Pursuant to an Agreement and Plan of Merger (the “Merger Agreement”), dated as of June 6, 2023, among the Registrant, Resistance Acquisition, Inc., a Delaware corporation (“Parent”), and Resistance Merger Sub, Inc., a Delaware corporation and a wholly owned subsidiary of Parent (“Merger Sub”), Merger Sub was merged with and into the Registrant (the “Merger”), with the Registrant continuing as the surviving corporation and a wholly owned subsidiary of Parent. The Merger became effective on September 21, 2023.
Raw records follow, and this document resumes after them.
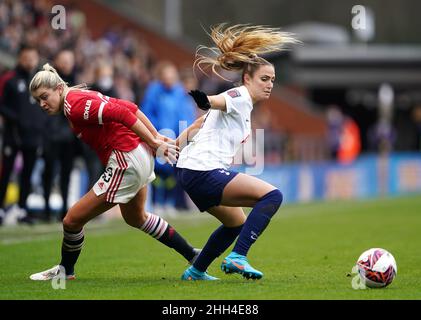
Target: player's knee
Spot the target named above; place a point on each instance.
(271, 202)
(71, 224)
(136, 221)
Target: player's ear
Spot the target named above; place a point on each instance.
(246, 78)
(60, 88)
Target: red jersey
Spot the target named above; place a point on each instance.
(102, 122)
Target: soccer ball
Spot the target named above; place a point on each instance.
(376, 268)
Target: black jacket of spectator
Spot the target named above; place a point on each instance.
(24, 119)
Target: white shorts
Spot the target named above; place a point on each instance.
(126, 173)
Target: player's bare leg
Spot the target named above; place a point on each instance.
(232, 219)
(135, 215)
(265, 199)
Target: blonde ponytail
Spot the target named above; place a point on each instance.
(240, 45)
(48, 77)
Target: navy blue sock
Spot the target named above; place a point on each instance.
(218, 242)
(258, 220)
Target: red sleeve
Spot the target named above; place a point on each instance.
(95, 110)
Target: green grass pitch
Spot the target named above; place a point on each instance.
(307, 252)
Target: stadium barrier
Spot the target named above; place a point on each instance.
(368, 177)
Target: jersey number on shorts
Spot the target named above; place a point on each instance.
(107, 175)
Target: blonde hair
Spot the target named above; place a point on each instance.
(238, 48)
(49, 78)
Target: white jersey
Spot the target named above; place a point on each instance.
(221, 134)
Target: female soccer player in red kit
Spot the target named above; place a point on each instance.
(125, 141)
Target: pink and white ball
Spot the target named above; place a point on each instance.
(377, 268)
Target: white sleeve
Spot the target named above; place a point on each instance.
(233, 99)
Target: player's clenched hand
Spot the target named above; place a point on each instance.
(201, 99)
(167, 150)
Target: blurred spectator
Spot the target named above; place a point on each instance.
(171, 110)
(24, 124)
(104, 79)
(335, 120)
(416, 116)
(344, 139)
(59, 141)
(350, 141)
(382, 137)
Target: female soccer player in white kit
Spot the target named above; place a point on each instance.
(203, 165)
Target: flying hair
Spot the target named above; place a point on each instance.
(48, 77)
(239, 46)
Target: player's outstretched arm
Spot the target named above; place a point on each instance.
(189, 133)
(161, 148)
(205, 102)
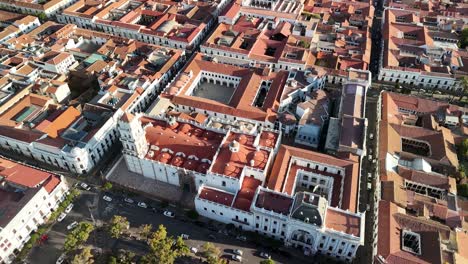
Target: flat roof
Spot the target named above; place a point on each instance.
(343, 222)
(275, 202)
(216, 195)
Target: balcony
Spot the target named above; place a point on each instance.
(240, 221)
As a result of the transactions contemplated by the Merger Agreement, the Company has terminated all offerings of its securities pursuant to the Registration Statement and, in accordance with undertaking made by the Company in the Registration Statement to remove from registration by means of a post-effective amendment any of the securities being registered which remain unsold at the termination of the offering, hereby removes and withdraws from registration all securities registered pursuant to the Registration Statement that remain unsold as of the date hereof. The Registration Statement is hereby amended, as appropriate, to reflect the deregistration of such securities.


SIGNATURE

Pursuant to the requirements of the Securities Act of 1933, as amended, the registrant certifies that it has reasonable grounds to believe that it meets all of the requirements for filing on Form S-3 and has duly caused this Post-Effective Amendment to the Registration Statement to be signed on its behalf by the undersigned, thereunto duly authorized, in the City of Boston, Commonwealth of Massachusetts, on September 21, 2023.

 

PARATEK PHARMACEUTICALS, INC.
By:  

/s/ Evan Loh

Name:   Evan Loh, M.D.
Title:   Chief Executive Officer

Pursuant to the Rule 478 of the Securities Act of 1933, as amended, no other person is required to sign this Post-Effective Amendment to the Registration Statement.